C’è poi un secondo elemento che rende l’operazione particolarmente rilevante: l’intero ricavato sarà destinato in beneficenza tramite la Ferrari Foundation. Per un modello che rappresenta il debutto elettrico del marchio, l’asta ha trasformato un prototipo molto discusso in uno dei risultati economici più alti mai registrati nella storia Ferrari.

La Ferrari elettrica Luce entra subito tra le aste più importanti del marchio
La progressione dell’asta è stata rapidissima: dai primi rilanci il valore è salito fino a 5 milioni di dollari, poi a 10 milioni, quindi a 25 milioni, per chiudere a 40 milioni. In pratica, la Luce è arrivata a oltre 36 volte la valutazione preliminare, posizionandosi accanto a modelli storici molto più consolidati nel collezionismo.
Il punto interessante è che la Luce si muove in una direzione opposta rispetto alle Ferrari da collezione tradizionali: non nasce come classica supercar a due posti legata al motorsport, ma come proposta più utilizzabile e più vicina a una granturismo a quattro porte con impostazione fastback.

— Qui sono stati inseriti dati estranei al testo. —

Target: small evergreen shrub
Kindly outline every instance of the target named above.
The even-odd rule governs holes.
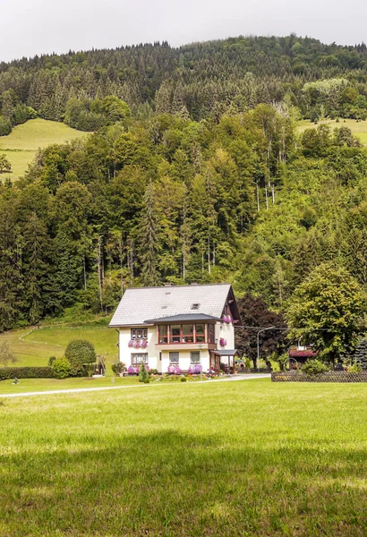
[[[90,341],[74,339],[66,347],[65,358],[72,366],[70,375],[83,377],[88,374],[88,366],[96,362],[96,352]]]
[[[327,366],[320,360],[307,360],[306,363],[302,368],[302,371],[306,375],[320,375],[325,373],[328,370]]]
[[[70,376],[72,366],[64,356],[56,358],[52,363],[52,370],[56,379],[67,379]]]

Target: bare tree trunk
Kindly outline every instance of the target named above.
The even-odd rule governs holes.
[[[83,255],[83,275],[84,275],[84,289],[87,289],[87,270],[85,268],[85,253]]]
[[[267,183],[265,183],[265,204],[267,206],[267,210],[269,209],[269,202],[268,202],[268,187],[267,187]]]
[[[260,212],[259,182],[256,181],[256,200],[258,202],[258,212]]]
[[[100,235],[98,235],[98,244],[97,244],[97,271],[98,271],[98,277],[99,304],[100,304],[101,311],[103,311],[101,261],[102,261],[102,241],[101,241]]]
[[[124,260],[123,260],[123,252],[124,252],[124,244],[123,244],[123,235],[120,235],[119,238],[119,248],[120,248],[120,270],[121,270],[121,296],[123,296],[124,294],[124,276],[123,276],[123,271],[124,271]]]
[[[210,274],[210,237],[208,237],[208,272]]]

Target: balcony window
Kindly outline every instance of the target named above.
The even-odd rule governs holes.
[[[133,353],[132,354],[132,364],[138,365],[141,362],[148,363],[148,353]]]
[[[200,363],[201,354],[199,351],[192,351],[190,353],[190,361],[192,363]]]
[[[147,339],[148,328],[132,328],[132,339]]]
[[[158,341],[159,343],[168,343],[168,327],[167,325],[158,326]]]
[[[195,325],[196,343],[204,343],[205,341],[205,325]]]
[[[215,328],[213,324],[208,325],[208,343],[215,343],[216,342],[216,335],[215,335]]]
[[[183,343],[193,343],[193,325],[183,325]]]
[[[178,363],[180,353],[169,353],[169,363]]]
[[[181,342],[181,325],[171,325],[171,343]]]

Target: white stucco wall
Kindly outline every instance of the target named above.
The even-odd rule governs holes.
[[[123,362],[128,367],[132,363],[132,354],[148,353],[148,365],[150,369],[157,369],[159,372],[166,372],[169,366],[169,353],[170,351],[176,351],[179,353],[179,367],[183,371],[188,371],[191,365],[191,351],[198,351],[198,345],[193,344],[188,345],[184,349],[175,349],[175,346],[170,345],[169,348],[165,349],[164,345],[156,346],[157,343],[157,328],[148,327],[148,345],[145,349],[129,347],[128,343],[131,339],[131,328],[135,327],[122,328],[119,329],[119,355],[120,362]],[[138,327],[136,327],[138,328]],[[226,340],[225,346],[220,346],[219,340],[223,337]],[[218,322],[215,328],[215,338],[217,340],[217,348],[219,350],[234,349],[235,348],[235,328],[231,324],[225,322]],[[159,359],[159,354],[161,353],[161,360]],[[202,371],[206,371],[209,368],[209,352],[207,348],[202,348],[201,351],[201,366]],[[224,360],[226,362],[226,360]]]
[[[131,327],[134,328],[134,327]],[[124,362],[127,367],[132,363],[132,354],[148,353],[148,365],[150,369],[157,368],[158,356],[159,353],[156,349],[157,329],[155,327],[148,327],[148,346],[145,349],[129,347],[128,343],[132,338],[131,328],[120,328],[119,351],[120,362]],[[157,368],[158,369],[158,368]]]

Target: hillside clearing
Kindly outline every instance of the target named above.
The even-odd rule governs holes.
[[[76,131],[63,123],[39,118],[30,119],[27,123],[13,127],[8,136],[0,136],[0,154],[5,155],[12,165],[12,173],[4,174],[4,177],[17,179],[23,175],[38,148],[43,149],[53,143],[64,143],[86,135],[88,132]]]
[[[47,365],[50,356],[57,358],[64,355],[68,343],[73,339],[90,341],[96,353],[105,357],[109,368],[117,361],[116,332],[98,325],[23,328],[0,334],[0,342],[4,339],[9,341],[18,358],[16,366]]]
[[[315,129],[320,124],[329,125],[331,130],[340,129],[340,127],[348,127],[355,136],[357,136],[363,145],[367,145],[367,121],[356,121],[355,119],[339,119],[337,122],[335,119],[326,119],[320,121],[318,124],[311,123],[311,121],[300,121],[297,126],[299,132],[303,132],[306,129]]]
[[[0,535],[363,537],[366,402],[269,380],[4,400]]]

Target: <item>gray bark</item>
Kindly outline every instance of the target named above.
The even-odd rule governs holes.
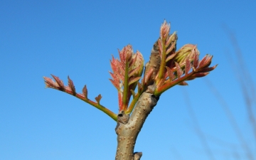
[[[142,152],[134,153],[137,136],[159,97],[148,92],[143,92],[139,97],[130,117],[124,113],[119,114],[119,122],[115,129],[117,134],[117,149],[115,160],[139,160]],[[128,119],[127,119],[128,117]],[[128,119],[124,123],[124,119]]]

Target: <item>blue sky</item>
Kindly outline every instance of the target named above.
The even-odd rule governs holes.
[[[117,112],[108,80],[111,55],[131,44],[148,61],[164,19],[177,31],[178,48],[197,44],[201,58],[210,53],[219,65],[207,78],[161,96],[135,151],[143,152],[142,159],[248,159],[206,82],[220,93],[256,153],[238,81],[242,64],[225,31],[235,35],[255,83],[255,1],[0,1],[0,159],[113,159],[115,122],[73,96],[45,89],[43,76],[53,74],[67,84],[69,75],[78,91],[86,84],[90,98],[100,93],[101,103]]]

Prestazioni elevate, ma il prototipo punta molto anche su personalizzazione e design
Sul piano tecnico, la Luce adotta quattro motori elettrici con una potenza complessiva di 1.035 CV. I due motori anteriori sviluppano insieme 282 CV, mentre i due posteriori arrivano a 835 CV. L’accelerazione da 0 a 60 miglia orarie, circa 96 km/h, è indicata in 2,5 secondi o meno.
Nella valutazione di questo esemplare, però, conta molto anche il lavoro svolto dal programma Tailor Made. La carrozzeria usa una finitura esclusiva Madreperla semi-opaca, sviluppata appositamente per questa vettura, con riflessi cangianti dal verde al viola in base alla luce.

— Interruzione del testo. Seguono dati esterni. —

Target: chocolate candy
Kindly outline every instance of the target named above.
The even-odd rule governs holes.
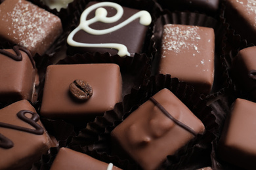
[[[113,152],[119,155],[123,150],[143,169],[156,169],[168,155],[175,154],[204,130],[202,122],[171,91],[163,89],[114,129]]]
[[[249,43],[256,43],[256,3],[254,0],[226,0],[225,18]]]
[[[50,147],[56,146],[27,100],[0,110],[0,169],[30,169]]]
[[[234,58],[232,74],[238,88],[249,97],[256,99],[256,46],[241,50]]]
[[[74,99],[70,84],[83,80],[93,89],[83,102]],[[41,114],[51,118],[89,119],[121,101],[122,80],[116,64],[57,65],[47,67]],[[75,94],[75,95],[77,94]]]
[[[112,163],[106,163],[67,148],[60,149],[50,169],[57,169],[121,170]]]
[[[166,24],[159,73],[170,74],[209,94],[214,79],[215,35],[212,28]]]
[[[24,0],[0,5],[0,39],[43,54],[62,33],[60,19]]]
[[[245,169],[255,169],[256,103],[238,98],[231,109],[221,134],[219,156]]]
[[[141,52],[150,23],[147,11],[110,2],[90,2],[81,16],[80,24],[70,34],[68,44],[75,52],[134,55]]]
[[[39,76],[30,52],[24,48],[0,50],[0,102],[37,99]]]

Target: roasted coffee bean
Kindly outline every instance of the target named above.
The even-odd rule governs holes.
[[[75,99],[86,101],[92,96],[93,88],[88,82],[76,79],[70,84],[70,92]]]

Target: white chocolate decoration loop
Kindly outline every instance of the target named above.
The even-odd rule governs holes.
[[[108,168],[106,170],[112,170],[112,169],[113,169],[113,163],[110,163],[108,165]]]
[[[116,9],[117,13],[111,17],[107,17],[108,11],[101,7],[110,7]],[[93,11],[95,10],[95,16],[93,18],[87,20],[87,18],[88,14]],[[84,31],[92,34],[92,35],[104,35],[115,31],[131,22],[134,21],[137,18],[140,18],[140,24],[143,26],[148,26],[152,22],[152,18],[150,13],[146,10],[141,10],[138,12],[137,13],[133,14],[130,18],[123,21],[123,22],[119,24],[117,26],[115,26],[112,27],[105,29],[94,29],[91,28],[89,26],[92,24],[94,24],[97,22],[101,22],[103,23],[114,23],[115,22],[118,21],[121,19],[123,14],[123,9],[122,7],[117,3],[111,3],[111,2],[102,2],[96,3],[87,9],[85,9],[80,18],[80,24],[77,27],[76,27],[74,30],[73,30],[71,33],[68,35],[68,44],[70,46],[77,46],[77,47],[91,47],[91,48],[114,48],[118,50],[117,54],[120,56],[129,56],[131,54],[128,52],[127,48],[126,46],[119,44],[119,43],[83,43],[79,42],[74,41],[74,36],[75,35],[77,32],[80,31],[81,29]]]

Il valore record si lega anche al profilo benefico dell’operazione
L’intera somma incassata sarà devoluta alla Ferrari Foundation, organizzazione non profit registrata negli Stati Uniti. Tra le attività già emerse c’è la collaborazione con Save the Children e un contributo destinato alla ricostruzione della Aveson Charter School di Altadena, distrutta dagli incendi Eaton all’inizio del 2025.

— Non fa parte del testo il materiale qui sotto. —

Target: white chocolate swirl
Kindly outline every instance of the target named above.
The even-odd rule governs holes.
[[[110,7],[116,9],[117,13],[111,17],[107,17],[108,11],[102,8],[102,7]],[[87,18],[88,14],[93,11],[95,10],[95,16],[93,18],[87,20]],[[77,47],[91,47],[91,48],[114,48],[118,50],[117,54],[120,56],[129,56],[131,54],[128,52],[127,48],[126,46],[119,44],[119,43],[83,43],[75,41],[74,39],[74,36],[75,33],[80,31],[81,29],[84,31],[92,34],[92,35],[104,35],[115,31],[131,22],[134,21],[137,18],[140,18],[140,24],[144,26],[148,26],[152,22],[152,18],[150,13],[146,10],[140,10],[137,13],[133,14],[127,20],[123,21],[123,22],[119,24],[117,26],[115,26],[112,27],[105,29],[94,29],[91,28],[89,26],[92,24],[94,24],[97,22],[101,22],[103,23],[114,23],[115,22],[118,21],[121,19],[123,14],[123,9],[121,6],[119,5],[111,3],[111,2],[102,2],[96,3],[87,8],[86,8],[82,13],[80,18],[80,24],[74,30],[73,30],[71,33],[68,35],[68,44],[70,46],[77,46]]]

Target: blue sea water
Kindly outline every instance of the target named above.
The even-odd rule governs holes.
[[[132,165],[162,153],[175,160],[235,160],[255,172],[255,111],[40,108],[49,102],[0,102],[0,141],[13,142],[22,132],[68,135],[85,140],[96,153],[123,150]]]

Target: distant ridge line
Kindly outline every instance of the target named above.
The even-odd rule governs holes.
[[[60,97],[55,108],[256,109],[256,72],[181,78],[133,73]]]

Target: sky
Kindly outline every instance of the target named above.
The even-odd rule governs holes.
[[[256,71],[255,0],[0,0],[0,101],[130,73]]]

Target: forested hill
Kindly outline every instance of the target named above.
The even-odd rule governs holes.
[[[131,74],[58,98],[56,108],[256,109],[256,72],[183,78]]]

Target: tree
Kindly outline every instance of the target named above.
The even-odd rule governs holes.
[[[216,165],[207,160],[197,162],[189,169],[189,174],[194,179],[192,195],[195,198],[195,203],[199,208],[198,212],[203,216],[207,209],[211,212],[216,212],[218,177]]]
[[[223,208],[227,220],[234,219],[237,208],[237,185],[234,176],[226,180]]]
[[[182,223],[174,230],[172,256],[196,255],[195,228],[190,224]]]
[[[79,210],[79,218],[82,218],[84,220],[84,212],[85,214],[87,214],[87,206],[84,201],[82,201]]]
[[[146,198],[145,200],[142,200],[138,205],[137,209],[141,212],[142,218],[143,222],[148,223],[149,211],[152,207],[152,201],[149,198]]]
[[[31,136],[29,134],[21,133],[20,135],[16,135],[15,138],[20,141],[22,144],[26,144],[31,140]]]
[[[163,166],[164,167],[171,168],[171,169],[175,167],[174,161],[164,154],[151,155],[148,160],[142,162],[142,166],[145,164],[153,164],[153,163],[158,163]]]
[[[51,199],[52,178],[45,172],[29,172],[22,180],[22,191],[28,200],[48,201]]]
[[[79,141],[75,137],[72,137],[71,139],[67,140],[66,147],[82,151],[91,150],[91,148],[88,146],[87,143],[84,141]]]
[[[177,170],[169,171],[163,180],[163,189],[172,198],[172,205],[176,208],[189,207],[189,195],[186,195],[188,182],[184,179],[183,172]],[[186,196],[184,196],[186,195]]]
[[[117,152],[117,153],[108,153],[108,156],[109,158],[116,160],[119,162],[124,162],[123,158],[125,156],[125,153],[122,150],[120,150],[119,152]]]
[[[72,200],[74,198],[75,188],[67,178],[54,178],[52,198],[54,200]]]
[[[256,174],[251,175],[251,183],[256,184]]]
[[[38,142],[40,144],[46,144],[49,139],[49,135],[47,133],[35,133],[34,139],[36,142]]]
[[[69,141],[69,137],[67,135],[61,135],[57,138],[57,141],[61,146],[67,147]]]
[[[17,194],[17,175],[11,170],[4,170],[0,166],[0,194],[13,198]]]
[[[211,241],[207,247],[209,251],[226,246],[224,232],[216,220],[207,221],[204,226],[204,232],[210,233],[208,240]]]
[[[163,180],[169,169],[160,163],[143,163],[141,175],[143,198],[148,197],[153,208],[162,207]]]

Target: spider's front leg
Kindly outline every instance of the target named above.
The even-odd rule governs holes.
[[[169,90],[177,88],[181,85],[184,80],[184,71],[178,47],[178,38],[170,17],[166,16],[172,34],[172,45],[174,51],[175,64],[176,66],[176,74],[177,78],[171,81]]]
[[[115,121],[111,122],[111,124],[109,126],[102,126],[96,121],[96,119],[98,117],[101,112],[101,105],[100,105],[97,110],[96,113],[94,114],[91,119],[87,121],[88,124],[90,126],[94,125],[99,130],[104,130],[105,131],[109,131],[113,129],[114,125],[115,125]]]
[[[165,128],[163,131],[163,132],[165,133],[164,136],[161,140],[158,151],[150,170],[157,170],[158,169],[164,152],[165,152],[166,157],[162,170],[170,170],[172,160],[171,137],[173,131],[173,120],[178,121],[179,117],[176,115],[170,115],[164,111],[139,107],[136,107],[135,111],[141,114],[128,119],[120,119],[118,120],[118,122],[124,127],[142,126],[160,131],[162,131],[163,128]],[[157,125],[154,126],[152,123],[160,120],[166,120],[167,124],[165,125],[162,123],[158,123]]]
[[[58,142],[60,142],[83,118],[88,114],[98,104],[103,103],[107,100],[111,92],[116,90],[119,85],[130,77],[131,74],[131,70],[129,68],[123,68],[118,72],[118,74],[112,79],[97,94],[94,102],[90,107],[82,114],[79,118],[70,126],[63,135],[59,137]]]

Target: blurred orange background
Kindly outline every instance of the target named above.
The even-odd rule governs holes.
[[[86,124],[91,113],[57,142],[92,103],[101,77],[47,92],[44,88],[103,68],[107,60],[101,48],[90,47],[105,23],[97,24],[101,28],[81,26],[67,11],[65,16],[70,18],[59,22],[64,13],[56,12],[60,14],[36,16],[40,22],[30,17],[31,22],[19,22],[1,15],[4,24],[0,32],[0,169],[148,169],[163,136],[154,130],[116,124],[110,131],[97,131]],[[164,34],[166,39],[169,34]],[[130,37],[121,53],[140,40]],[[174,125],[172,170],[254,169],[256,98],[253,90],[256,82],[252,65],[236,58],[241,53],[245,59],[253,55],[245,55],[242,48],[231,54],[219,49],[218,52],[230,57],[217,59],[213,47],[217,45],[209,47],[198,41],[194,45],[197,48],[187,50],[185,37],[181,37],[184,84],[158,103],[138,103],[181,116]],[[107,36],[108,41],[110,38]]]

Questo aspetto ha probabilmente inciso anche sulla dinamica dell’asta, perché l’acquisto assume un peso diverso rispetto a una normale operazione da collezionismo. Il compratore ottiene un prototipo simbolico, legato alla prima Ferrari elettrica di serie, ma partecipa anche a una donazione con possibili ricadute fiscali previste dalla normativa statunitense.